= Pseudoalteromonas translucida =

Species of bacterium

Pseudoalteromonas translucida is a marine bacterium isolated from the Gulf of Peter the Great in the sea of Japan
== Description ==
Pseudoalteromonas translucida is a Gram-negative, rod-shaped bacterium that measures roughly 0.7–0.9 µm in diameter. It consists of single cells that move using polar flagella.

The colony appearance is distinctly pale-orange-pigmented and translucent, which gives the species its name. It is a strictly aerobic chemoorganotroph with a respiratory metabolism. It does not form endospores, lacks an arginine dihydrolase system, and does not accumulate poly-β-hydroxybutyrate as an internal cellular reserve. The bacterium is oxidase- and catalase-positive.
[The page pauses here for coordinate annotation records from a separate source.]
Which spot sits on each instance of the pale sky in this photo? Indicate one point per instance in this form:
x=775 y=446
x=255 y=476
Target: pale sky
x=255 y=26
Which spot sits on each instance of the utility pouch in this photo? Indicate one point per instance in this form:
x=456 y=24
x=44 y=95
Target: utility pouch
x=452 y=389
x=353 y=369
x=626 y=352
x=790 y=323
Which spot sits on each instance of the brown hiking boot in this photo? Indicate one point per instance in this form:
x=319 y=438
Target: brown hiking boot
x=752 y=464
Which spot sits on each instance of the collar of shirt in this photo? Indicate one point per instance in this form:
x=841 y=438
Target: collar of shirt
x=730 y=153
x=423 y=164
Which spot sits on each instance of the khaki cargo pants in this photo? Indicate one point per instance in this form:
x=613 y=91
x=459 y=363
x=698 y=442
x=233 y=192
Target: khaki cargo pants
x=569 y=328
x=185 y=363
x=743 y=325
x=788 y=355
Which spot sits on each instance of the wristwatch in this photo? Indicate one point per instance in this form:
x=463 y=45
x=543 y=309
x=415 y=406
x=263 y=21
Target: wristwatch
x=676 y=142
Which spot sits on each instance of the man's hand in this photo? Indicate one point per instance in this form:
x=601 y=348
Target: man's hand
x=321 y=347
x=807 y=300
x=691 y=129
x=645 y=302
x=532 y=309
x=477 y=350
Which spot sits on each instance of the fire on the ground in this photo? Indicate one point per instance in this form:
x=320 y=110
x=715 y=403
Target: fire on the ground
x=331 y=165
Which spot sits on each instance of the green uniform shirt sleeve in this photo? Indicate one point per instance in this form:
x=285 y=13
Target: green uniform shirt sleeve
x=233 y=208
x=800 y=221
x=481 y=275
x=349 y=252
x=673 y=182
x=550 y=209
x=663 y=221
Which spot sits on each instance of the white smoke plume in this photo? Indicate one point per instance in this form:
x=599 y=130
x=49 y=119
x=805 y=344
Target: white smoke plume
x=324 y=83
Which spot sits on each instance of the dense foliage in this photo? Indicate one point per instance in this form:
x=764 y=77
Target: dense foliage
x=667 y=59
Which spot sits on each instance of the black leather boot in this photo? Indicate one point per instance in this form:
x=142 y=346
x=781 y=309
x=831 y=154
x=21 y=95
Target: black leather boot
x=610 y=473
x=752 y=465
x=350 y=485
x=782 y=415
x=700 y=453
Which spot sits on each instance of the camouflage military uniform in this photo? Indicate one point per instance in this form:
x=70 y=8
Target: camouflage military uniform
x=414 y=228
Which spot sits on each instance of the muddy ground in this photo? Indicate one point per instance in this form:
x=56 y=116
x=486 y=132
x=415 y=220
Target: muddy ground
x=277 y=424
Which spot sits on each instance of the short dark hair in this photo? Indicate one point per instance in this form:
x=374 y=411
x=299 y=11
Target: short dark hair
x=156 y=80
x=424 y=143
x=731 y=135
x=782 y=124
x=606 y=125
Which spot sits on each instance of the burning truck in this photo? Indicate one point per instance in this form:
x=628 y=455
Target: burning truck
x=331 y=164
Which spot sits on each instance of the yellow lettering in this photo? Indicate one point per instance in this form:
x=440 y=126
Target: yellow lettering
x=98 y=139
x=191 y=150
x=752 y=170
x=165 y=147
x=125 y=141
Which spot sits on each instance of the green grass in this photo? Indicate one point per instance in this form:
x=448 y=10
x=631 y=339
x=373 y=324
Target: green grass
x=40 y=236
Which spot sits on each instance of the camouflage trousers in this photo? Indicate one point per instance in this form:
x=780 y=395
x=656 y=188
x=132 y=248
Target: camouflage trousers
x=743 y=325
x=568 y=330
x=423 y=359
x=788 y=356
== Physiology and cultivation ==
P. translucida requires sodium ions (Na+) or sea water to support growth, developing optimally in environments with a 1–6% NaCl concentration. The culture grows within a temperature range of 4 °C to 30 °C, with an optimal growth temperature of 25 °C; it fails to grow at 35 °C.

Physiologically, it is capable of decomposing elastin and degrading gelatin, DNA, and Tween 80. Biochemically, its genomic DNA G+C content is measured at 46.3 mol%. A specific strain (strain TAC 125) produces a fatty acid cis/trans isomerase that alters cell membrane fluidity to survive high-stress, toxic cellular environments.

== Genome ==
The complete genome sequence of the type strain (KMM 520ᵀ) reveals a multipartite architecture spanning 4,147,593 base pairs. Uniquely, its genome is split across two distinct circular chromosomes. Chromosome II contains a plasmid-type replication initiator protein (RepA), suggesting it originally evolved from a historical plasmid integration event.

== Isolation ==
The type strain, KMM 520ᵀ (also cataloged as LMG 19696ᵀ or ATCC BAA-3157ᵀ), was originally isolated from marine environmental samples collected from the Gulf of Peter the Great within the Sea of Japan. Samples were gathered from both seawater and marine sponge tissue hosts.